All points at which relevant decisions are made should be identified.
Access to framework data structure (DecisionTree) should be provided at
these points. Based on the data from DecisionTree, obtained by calling
getDecision member function, at these points decisions are made whether to
execute default actions (as compiler would do without this framework) or to
follow alternative paths.

Let us consider Inliner example:

Original code:

if (!IC) {
DEBUG(dbgs() << " NOT Inlining: cost=" << IC.getCost()
<< “, thres=” << (IC.getCostDelta() + IC.getCost())
<< ", Call: " << *CS.getInstruction() << “\n”);
return false;
}

Code after instrumentalization:

bool doInlinging = (bool)IC;
DecisionTreeProxy *decisionTreeProxy;
decisionTreeProxy =
moduleDecisionTreeProxies->getCurrFnDecisionTreeProxy();
int t = MaxDtPriority - abs(IC.getCostDelta());
bool decision = false;
if (t >= 0)
decision = decisionTreeProxy->getDecision(call);
if (decision)
doInlinging = !doInlinging;

if (!doInlinging) {
DEBUG(dbgs() << " NOT Inlining: cost=" << IC.getCost()
<< “, thres=” << (IC.getCostDelta() + IC.getCost())
<< ", Call: " << *CS.getInstruction() << “\n”);
return false;
}

Function getDecision returns true or false. If false is returned than this
means to take default path and true means to take alternative one.
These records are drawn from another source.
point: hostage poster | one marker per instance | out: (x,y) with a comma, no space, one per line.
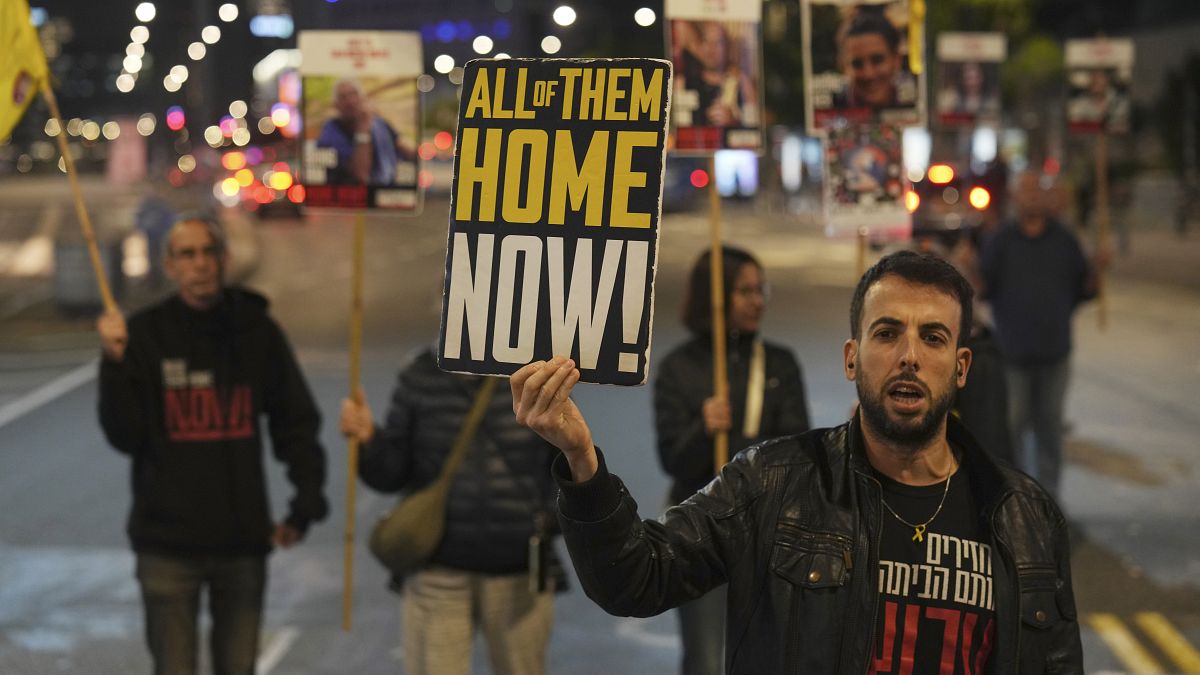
(1098,77)
(969,83)
(864,183)
(361,118)
(555,215)
(715,51)
(858,64)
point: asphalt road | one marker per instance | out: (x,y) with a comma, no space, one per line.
(69,602)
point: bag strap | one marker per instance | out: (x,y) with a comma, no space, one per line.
(467,434)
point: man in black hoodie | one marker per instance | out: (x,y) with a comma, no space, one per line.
(181,388)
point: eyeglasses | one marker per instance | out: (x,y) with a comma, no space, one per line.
(874,59)
(193,252)
(753,291)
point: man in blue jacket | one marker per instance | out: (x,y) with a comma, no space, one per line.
(889,544)
(183,387)
(1035,275)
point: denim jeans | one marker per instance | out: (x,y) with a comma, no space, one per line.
(444,608)
(1036,400)
(702,628)
(171,595)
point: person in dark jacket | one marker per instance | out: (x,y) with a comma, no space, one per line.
(501,502)
(889,544)
(766,399)
(181,389)
(1035,274)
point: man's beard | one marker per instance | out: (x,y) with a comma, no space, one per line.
(905,434)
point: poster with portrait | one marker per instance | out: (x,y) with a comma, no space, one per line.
(969,77)
(717,53)
(555,215)
(857,64)
(1098,76)
(361,119)
(865,183)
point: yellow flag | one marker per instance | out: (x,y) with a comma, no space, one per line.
(22,63)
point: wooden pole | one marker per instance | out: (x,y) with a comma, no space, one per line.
(352,443)
(89,233)
(717,270)
(861,257)
(1102,222)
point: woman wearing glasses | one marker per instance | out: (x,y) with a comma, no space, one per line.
(766,399)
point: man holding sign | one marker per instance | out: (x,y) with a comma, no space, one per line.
(888,544)
(553,215)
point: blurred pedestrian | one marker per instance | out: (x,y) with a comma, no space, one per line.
(183,386)
(766,399)
(892,543)
(481,578)
(367,148)
(1035,274)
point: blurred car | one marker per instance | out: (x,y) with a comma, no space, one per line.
(947,203)
(253,179)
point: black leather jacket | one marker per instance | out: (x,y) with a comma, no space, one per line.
(793,526)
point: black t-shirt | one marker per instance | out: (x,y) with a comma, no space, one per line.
(936,613)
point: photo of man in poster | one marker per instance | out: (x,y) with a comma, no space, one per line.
(969,90)
(369,149)
(1098,100)
(865,186)
(859,63)
(358,143)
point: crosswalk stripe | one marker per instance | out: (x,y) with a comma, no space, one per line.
(275,649)
(1123,644)
(1170,640)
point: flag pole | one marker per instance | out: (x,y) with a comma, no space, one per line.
(1102,221)
(717,270)
(89,233)
(352,442)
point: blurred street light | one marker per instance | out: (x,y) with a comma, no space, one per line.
(145,12)
(145,124)
(564,16)
(483,45)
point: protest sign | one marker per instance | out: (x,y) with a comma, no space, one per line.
(857,64)
(969,83)
(864,183)
(555,215)
(1098,76)
(718,71)
(361,118)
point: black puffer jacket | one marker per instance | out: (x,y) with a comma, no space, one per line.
(499,487)
(792,525)
(685,378)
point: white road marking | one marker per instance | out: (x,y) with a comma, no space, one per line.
(48,392)
(279,645)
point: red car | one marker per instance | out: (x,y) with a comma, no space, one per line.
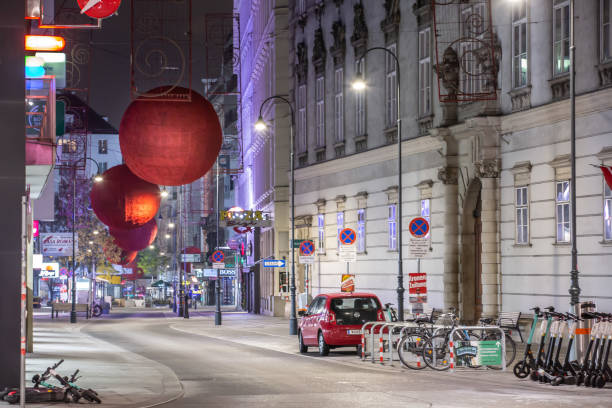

Compilation process can be represented by sequence of binary values where
every value determines decision made at some point. Value FALSE means to
follow normal compilation process as original compiler would do without
presence of iterative compilation framework. TRUE value means to take
alternative path or to make opposite decision at that point. This naturally
forms tree like structure which we named Decision Tree.
Traversing the tree from the root to the leaf of the tree provides all the
decisions made during one iteration in compilation process.

At the end of each iteration, quality of generated code is estimated by
executing newly introduced target dependent pass. Based on results path for
the following iteration is calculated. At the moment, this has been proved
for MIPS only and it is based on code size.

Initially iterative compilation framework was implemented in CodeGen phase
but large number of code transformations was already performed in earlier
phases. This reduces possibilities to improve quality of generated code.
Thus iterative compilation framework is applied to Clang driver where it can
influence every single compiler phase. This relocation resulted in some
implementation issues mostly related to the fact that driver and the
compiler itself (-cc1) are located in different processes. This is resolved
by introducing DecisionTreeProxy class that implements communication between
these two processes through temporary files.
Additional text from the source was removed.